- Directed by: Harv Glazer
- Written by: Tim McGregor; Tyler Levine;
- Produced by: Robert Wilson
- Starring: Jason Mewes; Erica Cox; Richard Fitzpatrick; Nic Nac; Stuart Stone; Jordan Madley;
- Cinematography: Simon Shohet
- Edited by: Ron Wisman Jr.
- Music by: Stu Stone
- Distributed by: RHI
- Release date: 29 June 2008;
- Running time: 89 minutes
- Country: Canada
- Language: English

= Bitten (film) =

Bitten is a 2008 Canadian black comedy vampire film directed by Harv Glazer. It stars Jason Mewes as a paramedic who rescues Danika (Erica Cox), a female vampire, from an alley way.

==Plot==
Jack, a paramedic, is frustrated with his life after he breaks up with his girlfriend. He discovers a girl (Danika) in an alleyway covered in blood, clinging to life. Jack takes Danika in and soon discovers that she is a vampire.

Jack and Danika try to find a way to feed her cravings to drink blood while killing as little as possible. All their attempts end without success because a vampire needs fresh human blood. Jack also must find places to hide the bodies in his apartment, including the body of his ex-girlfriend, who had gone to his apartment to reclaim several of her possessions before Danika had bitten and killed her. Jack discovers upon his ex-girlfriend's corpse reanimating into a vampire (and having to kill her when she attacks him in a rage) that only a stab to the heart will kill a vampire.

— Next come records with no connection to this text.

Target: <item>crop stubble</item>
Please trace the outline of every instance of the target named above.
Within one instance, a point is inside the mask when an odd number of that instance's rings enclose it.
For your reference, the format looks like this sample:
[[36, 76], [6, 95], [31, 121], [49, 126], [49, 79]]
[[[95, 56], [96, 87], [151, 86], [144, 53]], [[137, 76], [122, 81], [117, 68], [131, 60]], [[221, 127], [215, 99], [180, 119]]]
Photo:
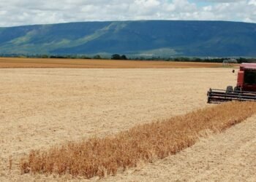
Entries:
[[113, 137], [70, 142], [48, 151], [32, 151], [20, 162], [22, 173], [53, 173], [86, 178], [116, 175], [118, 168], [151, 162], [191, 146], [206, 130], [220, 132], [256, 112], [254, 102], [232, 102], [165, 121], [136, 126]]
[[31, 149], [185, 114], [208, 106], [210, 87], [236, 82], [225, 68], [0, 71], [1, 181], [45, 179], [20, 175], [18, 161]]

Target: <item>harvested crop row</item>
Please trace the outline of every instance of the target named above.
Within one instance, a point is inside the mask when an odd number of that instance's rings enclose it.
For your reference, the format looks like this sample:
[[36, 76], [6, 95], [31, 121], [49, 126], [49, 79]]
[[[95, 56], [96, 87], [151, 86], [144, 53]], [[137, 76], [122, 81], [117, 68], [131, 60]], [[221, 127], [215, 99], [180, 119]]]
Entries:
[[202, 132], [224, 130], [256, 112], [255, 103], [226, 103], [165, 121], [142, 124], [114, 136], [32, 151], [22, 159], [23, 173], [69, 173], [90, 178], [151, 162], [191, 146]]

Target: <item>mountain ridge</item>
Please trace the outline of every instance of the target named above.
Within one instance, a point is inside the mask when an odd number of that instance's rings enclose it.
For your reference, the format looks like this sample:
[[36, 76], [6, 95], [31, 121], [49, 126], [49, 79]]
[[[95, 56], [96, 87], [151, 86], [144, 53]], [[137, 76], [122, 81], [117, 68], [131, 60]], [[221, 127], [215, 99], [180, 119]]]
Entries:
[[0, 28], [0, 54], [256, 56], [256, 24], [94, 21]]

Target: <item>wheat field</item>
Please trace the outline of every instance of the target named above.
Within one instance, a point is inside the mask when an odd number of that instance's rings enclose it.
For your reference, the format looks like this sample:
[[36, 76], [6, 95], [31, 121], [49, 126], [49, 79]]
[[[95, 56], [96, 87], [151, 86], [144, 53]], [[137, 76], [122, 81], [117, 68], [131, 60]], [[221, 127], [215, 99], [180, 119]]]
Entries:
[[[236, 75], [231, 71], [0, 69], [0, 181], [86, 181], [68, 175], [21, 175], [20, 159], [31, 150], [48, 151], [69, 141], [116, 135], [138, 124], [209, 107], [206, 91], [235, 84]], [[227, 172], [237, 178], [236, 170], [241, 171], [244, 179], [252, 178], [252, 170], [256, 169], [254, 123], [252, 118], [218, 137], [199, 141], [175, 158], [142, 165], [143, 167], [138, 164], [134, 170], [117, 173], [104, 181], [186, 181], [198, 176], [206, 179], [203, 174], [216, 178], [230, 177], [225, 175]], [[233, 157], [238, 163], [231, 162]], [[91, 179], [94, 180], [97, 178]]]

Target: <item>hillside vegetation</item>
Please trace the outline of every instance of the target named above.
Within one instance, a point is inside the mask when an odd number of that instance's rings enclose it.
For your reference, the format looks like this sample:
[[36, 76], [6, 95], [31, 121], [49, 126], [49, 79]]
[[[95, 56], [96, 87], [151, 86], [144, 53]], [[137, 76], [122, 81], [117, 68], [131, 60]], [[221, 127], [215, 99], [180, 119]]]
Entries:
[[0, 54], [256, 56], [256, 24], [85, 22], [0, 28]]

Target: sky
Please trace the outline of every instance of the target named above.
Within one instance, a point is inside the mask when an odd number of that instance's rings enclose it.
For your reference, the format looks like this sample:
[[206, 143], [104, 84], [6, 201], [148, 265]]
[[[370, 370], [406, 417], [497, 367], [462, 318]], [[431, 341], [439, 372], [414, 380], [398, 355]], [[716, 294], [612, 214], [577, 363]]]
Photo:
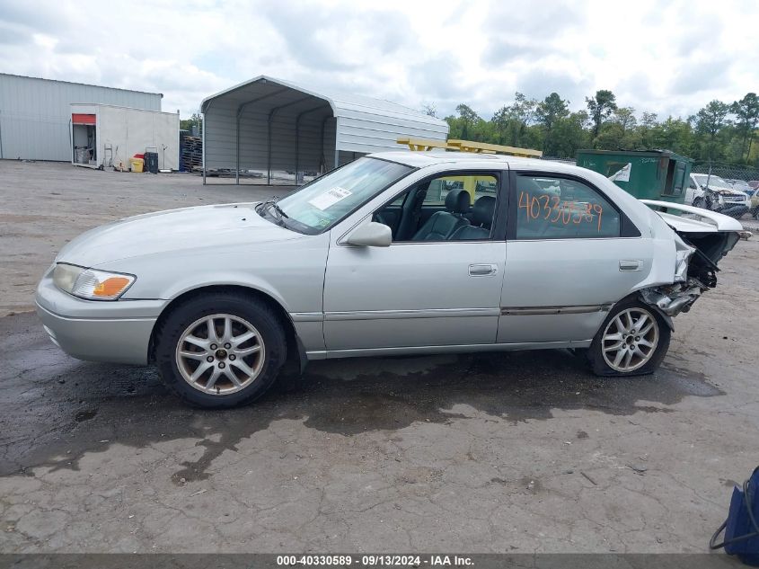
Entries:
[[440, 117], [611, 89], [684, 118], [759, 92], [759, 3], [0, 0], [0, 72], [163, 93], [182, 118], [259, 75]]

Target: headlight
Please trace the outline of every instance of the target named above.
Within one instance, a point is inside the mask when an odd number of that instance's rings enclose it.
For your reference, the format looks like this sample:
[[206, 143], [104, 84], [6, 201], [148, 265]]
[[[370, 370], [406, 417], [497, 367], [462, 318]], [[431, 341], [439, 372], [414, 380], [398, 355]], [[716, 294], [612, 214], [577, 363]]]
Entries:
[[134, 275], [106, 272], [59, 262], [53, 271], [53, 282], [68, 294], [87, 300], [116, 300], [136, 280]]

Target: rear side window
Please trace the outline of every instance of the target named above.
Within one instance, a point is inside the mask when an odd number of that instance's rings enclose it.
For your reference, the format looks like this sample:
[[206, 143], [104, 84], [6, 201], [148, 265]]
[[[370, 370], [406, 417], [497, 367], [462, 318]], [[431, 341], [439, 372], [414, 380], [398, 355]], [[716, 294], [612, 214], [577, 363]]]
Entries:
[[574, 179], [516, 177], [516, 238], [619, 237], [620, 214], [596, 190]]

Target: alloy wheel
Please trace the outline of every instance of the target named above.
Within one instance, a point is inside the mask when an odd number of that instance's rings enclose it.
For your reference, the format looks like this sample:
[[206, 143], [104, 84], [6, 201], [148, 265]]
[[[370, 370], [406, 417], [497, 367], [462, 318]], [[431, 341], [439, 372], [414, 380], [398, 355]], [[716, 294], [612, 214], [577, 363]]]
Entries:
[[182, 378], [209, 395], [244, 389], [263, 368], [266, 348], [259, 331], [229, 314], [199, 318], [180, 336], [176, 363]]
[[615, 371], [634, 371], [646, 365], [658, 345], [658, 322], [643, 308], [628, 308], [613, 317], [605, 330], [601, 351]]

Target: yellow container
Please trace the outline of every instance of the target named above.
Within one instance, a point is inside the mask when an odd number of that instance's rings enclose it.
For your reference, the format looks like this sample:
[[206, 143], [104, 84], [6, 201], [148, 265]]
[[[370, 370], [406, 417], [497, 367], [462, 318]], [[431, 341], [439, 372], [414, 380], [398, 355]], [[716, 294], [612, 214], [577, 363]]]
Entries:
[[129, 158], [129, 165], [132, 167], [132, 172], [142, 172], [145, 160], [142, 158]]

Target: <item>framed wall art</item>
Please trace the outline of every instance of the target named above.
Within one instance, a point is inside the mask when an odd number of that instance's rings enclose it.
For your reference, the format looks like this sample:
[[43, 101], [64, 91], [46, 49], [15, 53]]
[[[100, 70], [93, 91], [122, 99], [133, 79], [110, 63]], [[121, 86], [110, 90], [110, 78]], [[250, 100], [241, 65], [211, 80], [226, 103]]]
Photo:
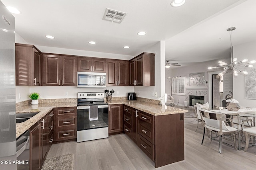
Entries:
[[189, 73], [189, 86], [205, 86], [205, 72]]

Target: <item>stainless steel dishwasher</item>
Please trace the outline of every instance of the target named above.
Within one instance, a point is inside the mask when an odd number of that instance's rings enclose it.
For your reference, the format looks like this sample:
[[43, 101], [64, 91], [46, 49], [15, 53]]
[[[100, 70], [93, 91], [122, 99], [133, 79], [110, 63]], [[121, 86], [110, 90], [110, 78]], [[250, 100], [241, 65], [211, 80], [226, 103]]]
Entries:
[[29, 169], [29, 133], [28, 130], [17, 139], [17, 170]]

When Danika becomes more violent, killing several people, including a young woman, Jack is forced to kill her with the help of Roger, his paramedic co-worker and friend. Roger stabs Danika in the heart while she attacks Jack and kills her, but not before Jack is bitten. Jack becomes a vampire, cared for by Roger, who feeds him from a dish of blood.

==Release==
It aired on Sci Fi Channel on March 15, 2009. RHI Entertainment released it on DVD on July 6, 2010.

==Reception==
Mark Voger of NJ.com recommended it to fans of Mewes and said that the film, despite its "considerable flaws", is better than many competitors. R.L. Shaffer of IGN rated it 3/10 stars and wrote, "Bitten had tremendous potential to be pretty darn amusing, but it fails on nearly every conceivable level." Steve Barton of Dread Central rated it 2.5/5 stars and wrote that the film's tone is ruined by out-of-place slapstick. Annie Riordan of Brutal as Hell wrote that the film remains entertaining despite its lack of originality. Jeremy Blitz of DVD Talk rated it 2.5/5 stars and wrote, "The humor and the horror counteract rather than reinforce each other."